Wednesday, April 08, 2015

Terms of Reference for Final Evaluation/End line Survey of the Integrated Recovery Program (IRP) in Pakistan - 2015



****Terms of Reference for Final Evaluation/End line Survey of the Integrated Recovery Program (IRP) in Pakistan****


  1. Purpose:

****Time Frames****: All work must be completed and deliverables submitted by 31st July 2015.


****Primary Location****: Pakistan (District Swat and District Battagram)


****Providing services for****: Asia, International Development, International Operations


****Reporting to****: Research Management Committee


  1. Background Information

The Pakistan IRP is the recovery program following the 2010 mega floods which focuses on four thematic areas: Health, Organizational Development (OD), Disaster Management (DM) and a Violence Prevention (VP) pilot. Program started in 2011, although with slow start of activities, after the signing of Program Cooperation Agreement in 2012 the implementation picked up and project launched in July 2012. While the IRP program in Pakistan will be closing, the Canadian Red Cross (CRC) Pakistan delegation will remain in place and continue supporting the Pakistan Red Crescent Society (PRCS) in a program aimed strengthening capacity of the PRCS National Head Quarters (NHQ) and Provincial Head Quarters (PHQ) Gilgit Baltistan.


The IRP for Pakistan is designed to support the IFRC/PRCS Plan of Action 2011-12 and aims to provide support to PRCS branches in districts Swat and Battagram of KPK.

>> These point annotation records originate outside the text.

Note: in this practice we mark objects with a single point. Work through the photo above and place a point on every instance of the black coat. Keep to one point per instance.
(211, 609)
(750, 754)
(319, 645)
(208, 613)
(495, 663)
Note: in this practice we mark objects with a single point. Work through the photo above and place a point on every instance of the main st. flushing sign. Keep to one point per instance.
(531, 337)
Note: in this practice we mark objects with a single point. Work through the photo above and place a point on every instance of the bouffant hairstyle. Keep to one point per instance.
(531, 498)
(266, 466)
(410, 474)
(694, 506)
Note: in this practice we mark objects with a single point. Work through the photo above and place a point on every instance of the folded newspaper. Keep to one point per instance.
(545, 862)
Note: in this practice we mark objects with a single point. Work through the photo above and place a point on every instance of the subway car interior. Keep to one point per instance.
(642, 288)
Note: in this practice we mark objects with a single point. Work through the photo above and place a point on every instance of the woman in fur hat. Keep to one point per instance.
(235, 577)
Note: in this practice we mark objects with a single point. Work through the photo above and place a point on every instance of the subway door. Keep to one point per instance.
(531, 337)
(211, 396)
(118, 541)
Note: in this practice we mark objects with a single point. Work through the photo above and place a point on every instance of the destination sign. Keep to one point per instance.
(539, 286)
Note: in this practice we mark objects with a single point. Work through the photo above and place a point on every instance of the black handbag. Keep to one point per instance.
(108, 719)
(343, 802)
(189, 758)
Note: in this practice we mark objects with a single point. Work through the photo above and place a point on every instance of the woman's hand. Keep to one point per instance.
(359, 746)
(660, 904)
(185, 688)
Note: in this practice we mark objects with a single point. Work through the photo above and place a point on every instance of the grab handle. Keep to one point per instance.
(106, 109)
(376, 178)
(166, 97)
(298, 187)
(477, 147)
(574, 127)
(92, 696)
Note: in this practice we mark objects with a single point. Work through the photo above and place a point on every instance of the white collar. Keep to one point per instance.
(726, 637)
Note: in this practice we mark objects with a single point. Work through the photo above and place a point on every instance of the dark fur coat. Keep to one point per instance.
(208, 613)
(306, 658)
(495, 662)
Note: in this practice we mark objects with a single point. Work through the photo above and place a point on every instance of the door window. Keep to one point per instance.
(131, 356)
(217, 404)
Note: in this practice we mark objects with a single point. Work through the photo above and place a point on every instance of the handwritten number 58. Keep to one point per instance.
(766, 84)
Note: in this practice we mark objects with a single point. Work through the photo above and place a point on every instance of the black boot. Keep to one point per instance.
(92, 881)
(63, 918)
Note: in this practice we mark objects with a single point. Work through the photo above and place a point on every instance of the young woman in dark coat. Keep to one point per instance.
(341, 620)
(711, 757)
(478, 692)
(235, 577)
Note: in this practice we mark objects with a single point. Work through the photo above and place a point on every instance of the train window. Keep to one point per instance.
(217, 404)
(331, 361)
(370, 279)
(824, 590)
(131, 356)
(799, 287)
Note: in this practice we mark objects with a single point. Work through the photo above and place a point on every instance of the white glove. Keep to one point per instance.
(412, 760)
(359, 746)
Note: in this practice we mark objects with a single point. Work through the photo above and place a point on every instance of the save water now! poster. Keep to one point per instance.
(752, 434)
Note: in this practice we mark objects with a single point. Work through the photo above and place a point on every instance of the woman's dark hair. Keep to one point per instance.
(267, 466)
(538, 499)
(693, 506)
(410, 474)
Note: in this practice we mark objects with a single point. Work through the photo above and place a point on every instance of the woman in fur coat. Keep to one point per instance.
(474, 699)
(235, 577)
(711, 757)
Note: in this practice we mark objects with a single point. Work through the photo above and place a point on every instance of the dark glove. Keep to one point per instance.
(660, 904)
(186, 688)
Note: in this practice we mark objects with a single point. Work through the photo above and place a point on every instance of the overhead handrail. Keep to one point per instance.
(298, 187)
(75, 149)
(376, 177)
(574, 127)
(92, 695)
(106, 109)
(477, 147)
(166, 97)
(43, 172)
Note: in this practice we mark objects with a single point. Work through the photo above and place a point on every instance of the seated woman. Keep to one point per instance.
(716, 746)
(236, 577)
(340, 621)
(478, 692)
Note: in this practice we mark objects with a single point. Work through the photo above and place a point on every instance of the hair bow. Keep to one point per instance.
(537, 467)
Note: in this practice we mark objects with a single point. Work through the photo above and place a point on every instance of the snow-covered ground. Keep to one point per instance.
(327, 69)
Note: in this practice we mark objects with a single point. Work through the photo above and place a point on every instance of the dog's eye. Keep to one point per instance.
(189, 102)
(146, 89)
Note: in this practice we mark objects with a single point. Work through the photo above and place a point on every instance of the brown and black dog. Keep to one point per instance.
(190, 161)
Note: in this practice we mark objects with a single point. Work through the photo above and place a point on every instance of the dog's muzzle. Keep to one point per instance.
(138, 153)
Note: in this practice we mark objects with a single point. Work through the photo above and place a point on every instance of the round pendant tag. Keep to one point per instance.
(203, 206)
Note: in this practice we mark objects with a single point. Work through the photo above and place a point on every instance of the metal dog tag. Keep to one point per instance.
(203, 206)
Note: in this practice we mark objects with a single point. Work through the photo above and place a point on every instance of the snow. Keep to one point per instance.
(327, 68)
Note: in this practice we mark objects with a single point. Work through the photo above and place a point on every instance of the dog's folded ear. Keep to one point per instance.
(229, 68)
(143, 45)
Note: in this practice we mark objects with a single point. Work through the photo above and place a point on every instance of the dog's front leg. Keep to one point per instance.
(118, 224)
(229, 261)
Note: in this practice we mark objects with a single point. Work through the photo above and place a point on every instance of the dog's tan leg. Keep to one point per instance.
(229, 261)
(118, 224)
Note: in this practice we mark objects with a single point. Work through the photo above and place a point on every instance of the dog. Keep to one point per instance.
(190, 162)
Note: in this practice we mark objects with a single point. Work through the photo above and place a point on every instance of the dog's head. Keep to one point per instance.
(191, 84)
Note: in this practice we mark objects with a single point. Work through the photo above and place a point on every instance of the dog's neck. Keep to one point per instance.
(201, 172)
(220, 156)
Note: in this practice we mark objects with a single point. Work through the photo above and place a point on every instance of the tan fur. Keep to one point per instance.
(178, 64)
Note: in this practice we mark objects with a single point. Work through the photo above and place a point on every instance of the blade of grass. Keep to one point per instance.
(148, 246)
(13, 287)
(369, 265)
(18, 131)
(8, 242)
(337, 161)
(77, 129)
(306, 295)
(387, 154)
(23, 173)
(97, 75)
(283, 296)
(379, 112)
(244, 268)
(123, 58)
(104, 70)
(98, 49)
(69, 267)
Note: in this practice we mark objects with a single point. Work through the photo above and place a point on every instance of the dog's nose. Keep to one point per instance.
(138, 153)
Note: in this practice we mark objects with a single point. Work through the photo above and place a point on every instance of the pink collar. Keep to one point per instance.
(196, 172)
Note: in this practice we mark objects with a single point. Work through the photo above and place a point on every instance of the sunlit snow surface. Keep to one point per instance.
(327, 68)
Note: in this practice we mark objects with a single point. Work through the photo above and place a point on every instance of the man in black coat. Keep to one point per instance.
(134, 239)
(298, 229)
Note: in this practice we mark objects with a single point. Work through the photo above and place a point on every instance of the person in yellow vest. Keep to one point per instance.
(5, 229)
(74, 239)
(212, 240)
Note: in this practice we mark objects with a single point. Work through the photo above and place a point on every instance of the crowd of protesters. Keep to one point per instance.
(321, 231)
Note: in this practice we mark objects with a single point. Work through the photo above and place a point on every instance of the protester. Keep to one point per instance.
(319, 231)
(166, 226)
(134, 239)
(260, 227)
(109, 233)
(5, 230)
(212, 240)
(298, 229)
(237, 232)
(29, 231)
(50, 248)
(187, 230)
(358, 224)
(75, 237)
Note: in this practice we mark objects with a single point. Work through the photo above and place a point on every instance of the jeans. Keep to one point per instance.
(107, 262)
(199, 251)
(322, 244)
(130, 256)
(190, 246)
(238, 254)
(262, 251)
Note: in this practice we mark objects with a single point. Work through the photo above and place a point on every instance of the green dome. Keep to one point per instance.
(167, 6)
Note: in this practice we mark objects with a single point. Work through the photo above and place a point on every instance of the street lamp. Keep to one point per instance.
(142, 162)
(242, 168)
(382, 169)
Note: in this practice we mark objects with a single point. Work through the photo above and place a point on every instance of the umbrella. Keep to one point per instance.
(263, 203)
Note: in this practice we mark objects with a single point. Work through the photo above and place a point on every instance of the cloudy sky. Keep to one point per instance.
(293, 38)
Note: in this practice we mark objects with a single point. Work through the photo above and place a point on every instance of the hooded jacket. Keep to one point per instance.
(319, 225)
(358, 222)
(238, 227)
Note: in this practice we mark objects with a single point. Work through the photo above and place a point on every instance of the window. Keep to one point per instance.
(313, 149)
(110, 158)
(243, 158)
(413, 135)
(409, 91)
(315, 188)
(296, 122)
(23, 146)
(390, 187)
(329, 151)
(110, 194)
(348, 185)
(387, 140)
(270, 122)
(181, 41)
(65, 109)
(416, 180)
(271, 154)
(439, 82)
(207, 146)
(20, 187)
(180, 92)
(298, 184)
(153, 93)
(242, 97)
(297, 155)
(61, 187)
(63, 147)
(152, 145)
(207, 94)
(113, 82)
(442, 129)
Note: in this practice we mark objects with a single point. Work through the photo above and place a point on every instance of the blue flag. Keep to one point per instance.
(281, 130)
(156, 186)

Drawing from the PRCS 2015 Strategy, the overall outcome for the 3-year PRCS-CRC program is:


‘To reduce mortality, morbidity, injuries and psychological and physical impacts from diseases, disasters and public health emergencies, including a pilot program in violence prevention in Swat, with priority given to women and children in Swat and Battagram Districts.’


The program has four major components:


The first is the Healthcare component which encompasses curative and preventative health services. These services centre on MNCH including antenatal, post-natal care and vaccinations – as well as the provision of CBHFA training to the community. This component further aims to support PRCS’s Harmonized Action Plan 2011-12 and to strengthen the planning, monitoring, supervision and evaluation systems of PRCS health programming through its support for the review of PRCS health policy and the development of an MNCH training manual and reporting format. It is intended to strengthen the capacity of district branches, local health systems and communities, along with their ability to work together to reduce public health risks and restore the access of vulnerable communities to basic health care.


The second component of the program is the Disaster Management/DM/DRR component intended to develop the capacities of targeted district branches in disaster response and to undertake disaster risk reduction activities among vulnerable communities, reaching 10,500 families through integrated DM, Health and OD programming.


The third component of the program is Organisational Development/Capacity Building (OD/CB) which has a two-tiered approach:


  1. Directly support PRCS targeted branches in Battagram and Swat to build/strengthen their delivery capacity through integrated DM, Health & OD programming.

  2. Help to build and improve PRCS-NHQ coordination with its Provincial/ Branch offices and its volunteer management system as these are among the key challenges of the National Society.

The final components of the program are Violence Prevention and Dengue prevention pilot projects in district Swat, implemented through the health component of the project. These are community based programs focusing on violence prevention against children in the district and Dengue awareness and prevention in response to Dengue outbreak in Swat.


It should be noted that PRCS is the lead organization in all aspects of the program including: design, implementation, monitoring, evaluation and decision-making. CRC’s role, as defined in the Project Cooperation Agreement (PCA), is that of technical and financial support to PRCS at the NHQ, PHQ, and district Levels.


  1. Objectives

The Integrated Recovery Program (IRP) in Pakistan has been implemented since April 2012 and completed on 31st March 2015. The Evaluation/End line survey of this program will be carried out in order to meet the learning requirement of the program staff and partners in Pakistan and Canada, as well as the accountability requirement for all key stakeholders (e.g., Canadian Red Cross (CRC), Pakistan Red Crescent Society (PRCS), MoH).


  1. Deliverables, Activities, Timelines

****4.1 Audience and use of findings****


UsersPurpose/Intended Use Management of CRC and PRCS in Pakistan and respective Headquarters


Sectoral Technical staff of PRCS and CRC in Pakistan and respective Headquarters Accountability:


To understand achievements of the projects’ outcomes, impact and reasons for degree of the achievements/results in order to improve performance and accountability.


Learning:


To understand remaining unmet gaps in the community in order to guide the strategic direction of the PRCS future similar programing.


To understand strengths and weakness of the project management practices in order to continuously improve practices during future programing developed by the PRCS.


To understand sustainability outcomes of the projects by the community level and the implementing partners. Lessons learned will be informing future planning and where possible be incorporated for sustainability of results at all levels.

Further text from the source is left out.